Ciudadanía italiana: la Corte Constitucional escuchó los reclamos de millones de descendientes en América Latina

La justicia escuchó los argumentos sobre retroactividad, derechos adquiridos, menores de edad y acceso a la ciudadanía. Ahora se espera la decisión final.

La Corte Constitucional italiana celebró este martes una audiencia pública clave para el futuro de la ciudadanía por descendencia. Durante la sesión, cinco abogados expusieron sus argumentos sobre la constitucionalidad del artículo 3-bis incorporado a la Ley 91/1992 por el Decreto Ley 36/2025, norma que modificó los criterios para el reconocimiento de la ciudadanía italiana. El tribunal escuchó las exposiciones sin formular preguntas y concluyó la audiencia sin emitir una decisión.

El primer expositor fue el constitucionalista Alfonso Celotto, profesor de la Universidad Roma Tre, quien concentró su intervención en el caso de un menor involucrado en la ordenanza remitida por el Tribunal de Mantova. “Nos enfrentamos a una especie de derogación masiva y automática de la ciudadanía”, sostuvo al advertir que la nueva legislación transforma un derecho fundamental en una situación jurídica debilitada. Para fundamentar su posición invocó el artículo 22 de la Constitución italiana, que prohíbe la privación de la ciudadanía por motivos políticos.

La exposición más extensa correspondió al abogado Marco Mellone, representante de una de las causas provenientes del Tribunal de Campobasso. El jurista cuestionó duramente la Sentencia n.º 63/2026 y sostuvo que la Corte ya había anticipado su posición antes de escuchar los nuevos argumentos de las partes. “Los jueces se expresan a través de sus sentencias, no a través de comunicados de prensa”, afirmó. Además, criticó la retroactividad de la reforma y señaló que la ley introduce requisitos imposibles de cumplir para los descendientes afectados. Durante su alegato informó que ya presentó una demanda ante el Tribunal Europeo de Derechos Humanos y dejó constancia de nuevas reservas para futuras acciones internacionales.

También expusieron la abogada argentina Monica Lis Restanio y el profesor Corrado Caruso. Restanio sostuvo que la nueva interpretación jurídica vacía de contenido al principio del ius sanguinis. “La ciudadanía ya no se transmite por filiación, sino que depende de una intervención burocrática posterior”, afirmó.
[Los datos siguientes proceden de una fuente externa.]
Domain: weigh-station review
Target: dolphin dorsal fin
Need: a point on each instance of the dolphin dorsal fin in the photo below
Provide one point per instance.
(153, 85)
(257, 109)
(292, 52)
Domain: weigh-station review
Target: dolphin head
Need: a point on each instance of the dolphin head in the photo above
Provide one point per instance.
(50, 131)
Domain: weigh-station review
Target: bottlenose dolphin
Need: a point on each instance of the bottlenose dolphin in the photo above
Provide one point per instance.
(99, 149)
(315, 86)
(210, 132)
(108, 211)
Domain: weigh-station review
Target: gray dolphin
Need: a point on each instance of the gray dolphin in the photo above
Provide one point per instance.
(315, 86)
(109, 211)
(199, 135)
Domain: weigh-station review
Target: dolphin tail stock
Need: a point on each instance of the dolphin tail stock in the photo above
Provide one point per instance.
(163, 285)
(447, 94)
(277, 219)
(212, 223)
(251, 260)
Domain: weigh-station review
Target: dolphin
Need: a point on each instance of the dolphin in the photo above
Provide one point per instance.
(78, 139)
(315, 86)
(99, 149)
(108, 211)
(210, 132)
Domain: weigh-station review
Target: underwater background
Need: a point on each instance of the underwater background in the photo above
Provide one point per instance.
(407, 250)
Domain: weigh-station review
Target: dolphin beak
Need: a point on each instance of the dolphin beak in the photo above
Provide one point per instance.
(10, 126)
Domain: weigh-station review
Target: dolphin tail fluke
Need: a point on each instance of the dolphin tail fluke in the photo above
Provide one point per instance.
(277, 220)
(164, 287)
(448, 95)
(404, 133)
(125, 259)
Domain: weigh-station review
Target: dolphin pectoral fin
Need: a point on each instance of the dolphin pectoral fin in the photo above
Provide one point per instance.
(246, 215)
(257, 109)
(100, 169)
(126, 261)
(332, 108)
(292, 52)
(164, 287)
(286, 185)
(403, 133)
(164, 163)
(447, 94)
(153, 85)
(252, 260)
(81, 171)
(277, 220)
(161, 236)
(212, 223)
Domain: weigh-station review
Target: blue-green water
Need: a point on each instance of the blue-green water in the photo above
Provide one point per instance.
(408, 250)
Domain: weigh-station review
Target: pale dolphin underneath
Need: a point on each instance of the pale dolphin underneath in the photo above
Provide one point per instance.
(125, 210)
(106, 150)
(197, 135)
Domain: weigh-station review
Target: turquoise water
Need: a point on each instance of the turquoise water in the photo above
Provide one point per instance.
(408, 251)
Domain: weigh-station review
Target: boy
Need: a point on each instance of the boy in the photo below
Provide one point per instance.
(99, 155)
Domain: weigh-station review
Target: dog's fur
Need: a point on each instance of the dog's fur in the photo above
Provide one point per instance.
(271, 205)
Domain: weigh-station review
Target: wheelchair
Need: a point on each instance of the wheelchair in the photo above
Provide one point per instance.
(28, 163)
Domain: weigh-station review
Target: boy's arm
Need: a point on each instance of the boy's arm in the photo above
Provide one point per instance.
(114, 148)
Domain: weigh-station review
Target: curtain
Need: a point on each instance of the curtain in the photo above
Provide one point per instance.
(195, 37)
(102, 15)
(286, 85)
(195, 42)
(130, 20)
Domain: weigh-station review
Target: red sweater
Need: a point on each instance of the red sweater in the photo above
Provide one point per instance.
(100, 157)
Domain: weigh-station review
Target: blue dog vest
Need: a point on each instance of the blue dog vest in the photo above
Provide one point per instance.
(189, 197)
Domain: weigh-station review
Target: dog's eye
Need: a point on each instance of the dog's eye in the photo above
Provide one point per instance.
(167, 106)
Por su parte, Caruso cuestionó la cláusula transitoria que protegió únicamente a quienes ya tenían turnos consulares otorgados antes de la entrada en vigor de la reforma. Según explicó, la norma termina trasladando a los ciudadanos las consecuencias de las deficiencias administrativas del propio Estado.

La posición del Gobierno italiano fue defendida por el abogado del Estado Lorenzo D’Ascia, quien rechazó los argumentos de inconstitucionalidad y sostuvo que la reforma respeta el principio de proporcionalidad. El representante de la Presidencia del Consejo de Ministros afirmó que las acciones judiciales siempre estuvieron disponibles para los interesados y negó que la normativa implique una privación arbitraria de la ciudadanía. Además, consideró que las recientes decisiones del Tribunal de Casación sobre la legislación anterior no pueden utilizarse como parámetro para juzgar una ley distinta actualmente vigente.
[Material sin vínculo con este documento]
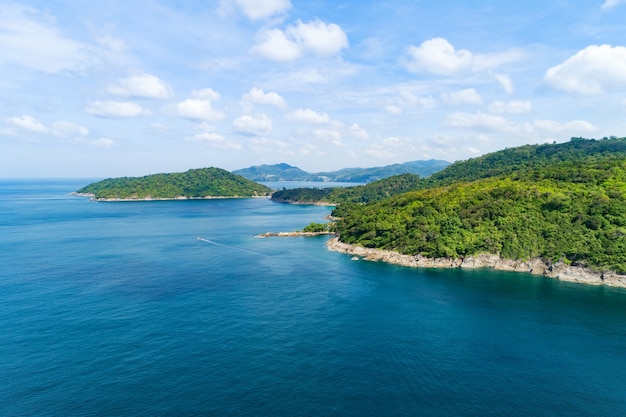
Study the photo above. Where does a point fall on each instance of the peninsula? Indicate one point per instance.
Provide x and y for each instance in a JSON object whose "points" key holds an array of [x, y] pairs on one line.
{"points": [[554, 209], [193, 184]]}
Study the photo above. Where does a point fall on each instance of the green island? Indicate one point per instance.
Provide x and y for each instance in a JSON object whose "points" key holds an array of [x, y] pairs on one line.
{"points": [[541, 207], [195, 183]]}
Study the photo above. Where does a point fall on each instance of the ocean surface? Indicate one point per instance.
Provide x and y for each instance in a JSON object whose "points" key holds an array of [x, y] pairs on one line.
{"points": [[118, 309]]}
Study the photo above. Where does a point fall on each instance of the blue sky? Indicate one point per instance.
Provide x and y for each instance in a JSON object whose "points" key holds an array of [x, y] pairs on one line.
{"points": [[115, 88]]}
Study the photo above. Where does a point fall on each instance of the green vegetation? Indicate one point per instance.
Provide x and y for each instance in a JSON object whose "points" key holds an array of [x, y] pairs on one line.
{"points": [[285, 172], [565, 201], [195, 183], [316, 228], [360, 194]]}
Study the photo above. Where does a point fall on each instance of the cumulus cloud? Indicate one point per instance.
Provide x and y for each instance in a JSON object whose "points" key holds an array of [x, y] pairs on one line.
{"points": [[142, 86], [206, 94], [506, 83], [328, 135], [29, 39], [116, 109], [574, 127], [253, 125], [438, 56], [609, 4], [317, 37], [198, 109], [393, 109], [213, 140], [310, 116], [511, 107], [103, 142], [258, 96], [468, 96], [479, 121], [593, 70], [358, 132], [27, 123], [256, 10], [69, 129]]}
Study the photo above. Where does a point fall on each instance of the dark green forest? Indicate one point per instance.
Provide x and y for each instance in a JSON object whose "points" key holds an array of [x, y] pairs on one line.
{"points": [[555, 201], [195, 183]]}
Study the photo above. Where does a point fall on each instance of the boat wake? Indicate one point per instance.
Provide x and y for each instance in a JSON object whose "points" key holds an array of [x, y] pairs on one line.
{"points": [[229, 246]]}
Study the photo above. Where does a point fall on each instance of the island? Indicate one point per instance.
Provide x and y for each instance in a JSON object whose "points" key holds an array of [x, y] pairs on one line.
{"points": [[200, 183], [558, 210]]}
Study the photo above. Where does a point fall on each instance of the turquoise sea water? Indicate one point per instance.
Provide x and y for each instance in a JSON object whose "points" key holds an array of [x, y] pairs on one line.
{"points": [[118, 309]]}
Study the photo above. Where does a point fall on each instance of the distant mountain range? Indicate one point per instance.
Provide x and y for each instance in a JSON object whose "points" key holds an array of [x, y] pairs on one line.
{"points": [[286, 172]]}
Concluidas las exposiciones, el presidente de la Corte dio por finalizada la audiencia sin anunciar plazos para la sentencia. Ahora serán los quince jueces constitucionales quienes deberán pronunciarse sobre cuestiones centrales como la retroactividad de la norma, la protección de los derechos adquiridos, la situación de los menores y los límites que la Constitución italiana impone al legislador en materia de ciudadanía. La decisión es esperada con especial atención por millones de descendientes de italianos en todo el mundo.